Archive for the ‘kernel’ Category

Writing a new memory device - /dev/clipboard

April 29th, 2021

This article contains code for how to implement a simple device driver in the kernel. The quality of this code is... proof of concept quality. If you're planning to do serious kernel development please don't use this code as a starting point.

Today we're going to use what we learned last time about /dev/null and take it to the next level. We're going to write a new memory device in the kernel. We will call it /dev/clipboard. No, it's not an existing device. Go ahead and check on your system! :)

Why the name /dev/clipboard? Because our new device will work just like a clipboard does. First you write bytes to it, and those bytes are saved. Later you come back and read from the device and it gives you back the same bytes. If you write to it again you overwrite what was there before. (This is not one of those fancy clipboards with multiple slots where you can choose which slot to retrieve.)

Here's a demo of how it works:

# save to clipboard
$ echo "abc 123" > /dev/clipboard 

# retrieve from clipboard
$ cat /dev/clipboard
abc 123

For convenience we will also print a message to the kernel log whenever someone writes to or reads from the clipboard:

$ dmesg  # just after the 'echo' command
Saved 8 bytes to /dev/clipboard

$ dmesg  # just after the 'cat' command
Returned 8 bytes from /dev/clipboard

Pretty neat, huh? Being able to just add a feature to the kernel like that. :cool:

We'll do all our work in drivers/char/mem.c, right next to where /dev/null and the other /dev/xxx memory device drivers live.

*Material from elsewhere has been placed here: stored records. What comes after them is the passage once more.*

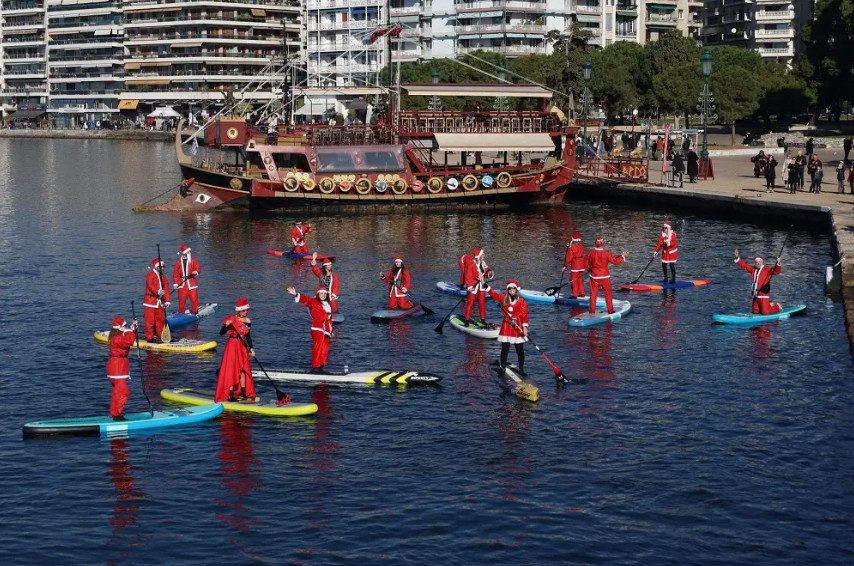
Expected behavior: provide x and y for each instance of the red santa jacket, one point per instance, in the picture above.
(155, 283)
(121, 341)
(320, 312)
(598, 260)
(182, 272)
(331, 282)
(398, 280)
(517, 311)
(575, 260)
(761, 277)
(667, 245)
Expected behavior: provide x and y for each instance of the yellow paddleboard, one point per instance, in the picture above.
(270, 408)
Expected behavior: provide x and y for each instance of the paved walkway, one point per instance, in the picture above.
(735, 186)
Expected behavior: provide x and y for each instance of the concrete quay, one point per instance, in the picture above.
(735, 190)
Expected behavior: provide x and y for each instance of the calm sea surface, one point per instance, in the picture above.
(687, 444)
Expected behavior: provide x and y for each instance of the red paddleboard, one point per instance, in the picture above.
(664, 286)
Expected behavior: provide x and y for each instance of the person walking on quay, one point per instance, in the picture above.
(761, 275)
(399, 283)
(770, 174)
(514, 325)
(598, 260)
(576, 262)
(667, 245)
(118, 366)
(234, 377)
(185, 278)
(298, 234)
(328, 279)
(155, 300)
(321, 325)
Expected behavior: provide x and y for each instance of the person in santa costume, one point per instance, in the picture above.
(669, 252)
(321, 325)
(576, 262)
(514, 326)
(298, 234)
(118, 366)
(761, 275)
(399, 283)
(474, 277)
(328, 279)
(234, 378)
(185, 278)
(155, 300)
(598, 261)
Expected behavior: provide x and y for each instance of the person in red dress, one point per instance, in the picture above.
(669, 251)
(234, 378)
(155, 300)
(514, 325)
(185, 278)
(576, 262)
(328, 279)
(761, 275)
(298, 234)
(598, 261)
(475, 274)
(399, 283)
(321, 325)
(118, 366)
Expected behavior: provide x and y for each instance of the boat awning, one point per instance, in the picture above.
(494, 142)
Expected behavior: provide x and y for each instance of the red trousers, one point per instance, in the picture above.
(765, 306)
(605, 285)
(154, 321)
(120, 396)
(319, 349)
(577, 280)
(481, 304)
(401, 303)
(193, 295)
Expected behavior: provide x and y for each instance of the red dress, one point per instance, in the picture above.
(513, 311)
(598, 261)
(188, 284)
(762, 287)
(321, 328)
(235, 361)
(577, 265)
(118, 369)
(398, 280)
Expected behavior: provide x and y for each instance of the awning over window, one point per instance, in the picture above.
(494, 142)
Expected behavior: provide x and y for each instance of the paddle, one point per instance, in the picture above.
(553, 290)
(139, 360)
(165, 333)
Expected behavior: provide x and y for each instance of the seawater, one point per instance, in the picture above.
(688, 443)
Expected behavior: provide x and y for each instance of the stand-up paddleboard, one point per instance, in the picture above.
(179, 320)
(372, 377)
(291, 255)
(621, 309)
(749, 318)
(490, 331)
(664, 285)
(91, 426)
(183, 346)
(387, 315)
(512, 381)
(260, 407)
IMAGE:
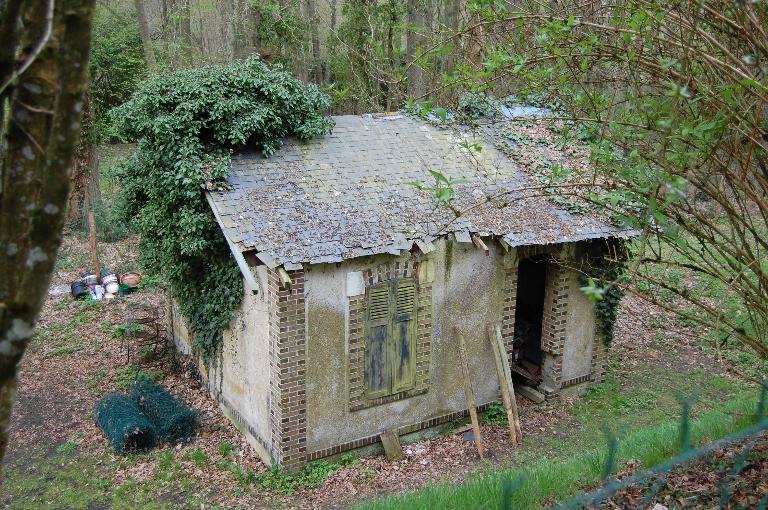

First, let's think about where the user's bytes will be kept.. they obviously have to be kept somewhere by the kernel, in the kernel's own memory. We'll keep it simple here and just use a static array of a fixed size. That means we're placing this array in one of the data segments of the kernel's binary, a segment that will be loaded and available at runtime. We'll use 4096 bytes as the size of the array, and that means we're adding 4kb to the kernel's memory footprint (so we don't want to make it too big):

#define CLIPBOARD_BUFSIZE 4096
static char clipboard_buffer[CLIPBOARD_BUFSIZE];
static size_t clipboard_size = 0;

CLIPBOARD_BUFSIZE is a macro that decides how big the fixed array is - a constant. clipboard_buffer is the array itself.

clipboard_size is a variable that reflects how many bytes of user data the array currently holds. This will change every time we write to the clipboard.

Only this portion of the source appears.